The genome sequence shows that Ciona has seven genes that degrade cellulose and one gene that synthesizes cellulose. Surprisingly, the degradation enzymes are more closely related to enzymes found in termites and wood-eating cockroaches than to enzymes in plants, such as Arabadopsis thaliana, a mustard-like plant whose genome was sequenced two years ago.
"Ciona probably picked up these genes by horizontal gene transfer from microbes that digest cellulose, like those living in the guts of termites," he said. "This is one example of many funny genes that have gotten into animal genomes, and shows that horizontal gene transfer between very distant organisms has taken place throughout evolution."
Levine has been a self-described "fruit fly guy" for decades, but began studying the sea squirt in 1995 because of its unique attributes. The creature is about as easy to manipulate as the nematode C. elegans but more closely related to humans. It has a small number of cells - about 2,500 - whose lineages can be followed from egg fertilization to tadpole stage.

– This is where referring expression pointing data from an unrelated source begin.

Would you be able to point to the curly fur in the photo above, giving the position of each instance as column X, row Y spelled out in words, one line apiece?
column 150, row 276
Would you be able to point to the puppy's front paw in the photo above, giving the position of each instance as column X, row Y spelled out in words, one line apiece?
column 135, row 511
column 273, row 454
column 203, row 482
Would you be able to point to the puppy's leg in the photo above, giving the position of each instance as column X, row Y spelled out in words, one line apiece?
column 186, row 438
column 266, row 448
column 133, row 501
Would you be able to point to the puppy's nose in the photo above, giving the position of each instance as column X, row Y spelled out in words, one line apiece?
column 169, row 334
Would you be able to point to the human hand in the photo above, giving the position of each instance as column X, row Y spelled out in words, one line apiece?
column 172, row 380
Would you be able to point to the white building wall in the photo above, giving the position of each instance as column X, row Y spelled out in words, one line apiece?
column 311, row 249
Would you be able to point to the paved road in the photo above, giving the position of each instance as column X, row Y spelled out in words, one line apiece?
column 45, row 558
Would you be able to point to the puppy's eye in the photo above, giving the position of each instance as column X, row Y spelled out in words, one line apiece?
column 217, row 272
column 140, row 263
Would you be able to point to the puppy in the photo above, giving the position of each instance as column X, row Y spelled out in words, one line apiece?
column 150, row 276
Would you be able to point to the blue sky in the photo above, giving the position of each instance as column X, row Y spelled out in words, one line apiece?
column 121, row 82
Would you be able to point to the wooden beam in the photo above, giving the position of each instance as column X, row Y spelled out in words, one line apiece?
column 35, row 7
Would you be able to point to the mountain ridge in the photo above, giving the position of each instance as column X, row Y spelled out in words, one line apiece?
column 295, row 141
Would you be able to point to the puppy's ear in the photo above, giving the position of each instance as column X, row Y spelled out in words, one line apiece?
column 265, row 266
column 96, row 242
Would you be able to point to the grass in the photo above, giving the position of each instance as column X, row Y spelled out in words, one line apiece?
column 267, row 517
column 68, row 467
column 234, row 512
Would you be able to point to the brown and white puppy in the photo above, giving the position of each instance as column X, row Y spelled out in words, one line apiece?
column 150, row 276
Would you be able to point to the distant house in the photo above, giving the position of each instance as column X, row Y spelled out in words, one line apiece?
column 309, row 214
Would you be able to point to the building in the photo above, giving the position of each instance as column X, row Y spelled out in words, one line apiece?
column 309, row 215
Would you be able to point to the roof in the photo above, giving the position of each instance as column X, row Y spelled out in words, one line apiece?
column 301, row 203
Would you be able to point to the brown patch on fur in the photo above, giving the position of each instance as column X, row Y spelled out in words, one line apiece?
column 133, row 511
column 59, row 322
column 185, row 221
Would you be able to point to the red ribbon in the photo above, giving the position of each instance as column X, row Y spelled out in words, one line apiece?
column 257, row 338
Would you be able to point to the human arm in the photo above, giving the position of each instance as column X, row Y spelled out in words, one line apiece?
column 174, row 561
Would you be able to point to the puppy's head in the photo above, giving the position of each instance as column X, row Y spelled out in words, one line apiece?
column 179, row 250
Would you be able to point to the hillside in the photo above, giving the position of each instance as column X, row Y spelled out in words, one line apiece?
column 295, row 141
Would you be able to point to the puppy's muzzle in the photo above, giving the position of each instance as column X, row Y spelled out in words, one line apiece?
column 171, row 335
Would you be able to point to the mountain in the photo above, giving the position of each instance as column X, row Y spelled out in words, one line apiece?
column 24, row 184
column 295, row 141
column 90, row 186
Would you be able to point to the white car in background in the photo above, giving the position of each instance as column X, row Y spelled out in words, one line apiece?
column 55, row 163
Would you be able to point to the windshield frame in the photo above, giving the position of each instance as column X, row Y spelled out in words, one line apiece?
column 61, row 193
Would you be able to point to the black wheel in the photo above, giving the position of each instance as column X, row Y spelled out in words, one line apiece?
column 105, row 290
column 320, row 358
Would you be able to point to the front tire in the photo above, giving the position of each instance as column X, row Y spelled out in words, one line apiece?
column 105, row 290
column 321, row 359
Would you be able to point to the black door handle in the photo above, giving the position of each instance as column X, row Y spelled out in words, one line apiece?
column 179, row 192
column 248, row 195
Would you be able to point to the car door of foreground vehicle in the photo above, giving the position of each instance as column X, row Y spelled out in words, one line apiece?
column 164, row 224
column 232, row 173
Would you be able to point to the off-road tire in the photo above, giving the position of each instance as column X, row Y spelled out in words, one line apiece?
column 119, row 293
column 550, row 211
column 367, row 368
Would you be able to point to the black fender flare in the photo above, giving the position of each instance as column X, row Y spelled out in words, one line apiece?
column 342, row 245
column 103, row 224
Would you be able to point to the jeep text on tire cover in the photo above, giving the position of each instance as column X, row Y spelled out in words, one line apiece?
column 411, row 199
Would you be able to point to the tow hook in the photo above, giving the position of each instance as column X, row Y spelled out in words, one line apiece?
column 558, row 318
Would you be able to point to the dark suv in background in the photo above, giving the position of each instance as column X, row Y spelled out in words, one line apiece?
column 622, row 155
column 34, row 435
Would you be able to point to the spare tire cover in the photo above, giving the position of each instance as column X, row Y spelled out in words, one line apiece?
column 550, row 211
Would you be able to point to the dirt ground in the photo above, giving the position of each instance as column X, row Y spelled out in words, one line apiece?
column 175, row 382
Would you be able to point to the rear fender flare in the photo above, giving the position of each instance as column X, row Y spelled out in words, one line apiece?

"The entire nervous system is just 300 cells, and the notochord is composed of only 40," Levine said. "We hope that studying it will allow us to understand the process of how to build a vertebrate nervous system."
In addition, genetic manipulation is easier with the sea squirt than with most lab animals, including fruit flies, frogs and nematodes. While Levine was at UC San Diego, before moving to UC Berkeley in 1996, post-doctoral fellow Bob Zeller and MD-PhD student Joe Corbo developed a way to shock fertilized sea squirt eggs and get nearly 100 percent to take up new genes and parcel them out to all cells as the organism develops.
"This is the only organism where you can get DNA into all cells of the developing embryo," Levine said.
This made genetic manipulation easy, and allowed Levine to map some 40 genes involved in notochord development in the tadpole. The Science cover photo depicts Ciona tadpoles labeled with green fluorescent protein that shows where certain regulatory genes are turned on along the notochord.
As director of the new Center for Integrative Genomics, Levine's primary interest is identifying the many regulatory genes in the genomes emerging from sequencing labs around the world. Most scientists have concentrated on the protein-coding genes, he said, but there may be nearly as much DNA in the genome controlling when and where these genes are expressed. Ciona's 15,000-plus genes may be controlled by some 10,000 regulatory DNAs, including enhancers and silencers.
"Regulatory DNA is the software in the system, but it is all but invisible now," Levine said. "One important goal for the center is to identify all the regulatory DNA in Ciona, and develop a way to decode regulatory DNA in any organism."
The leaders of the major teams reporting the Ciona genome are Levine, Rokhsar, Nori Satoh of the Department of Zoology at Kyoto University and Yuji Kohara of the National Institute of Genetics in Japan.
The work was supported by the Department of Energy, the National Institutes of Health and various U.S. and Japanese organizations.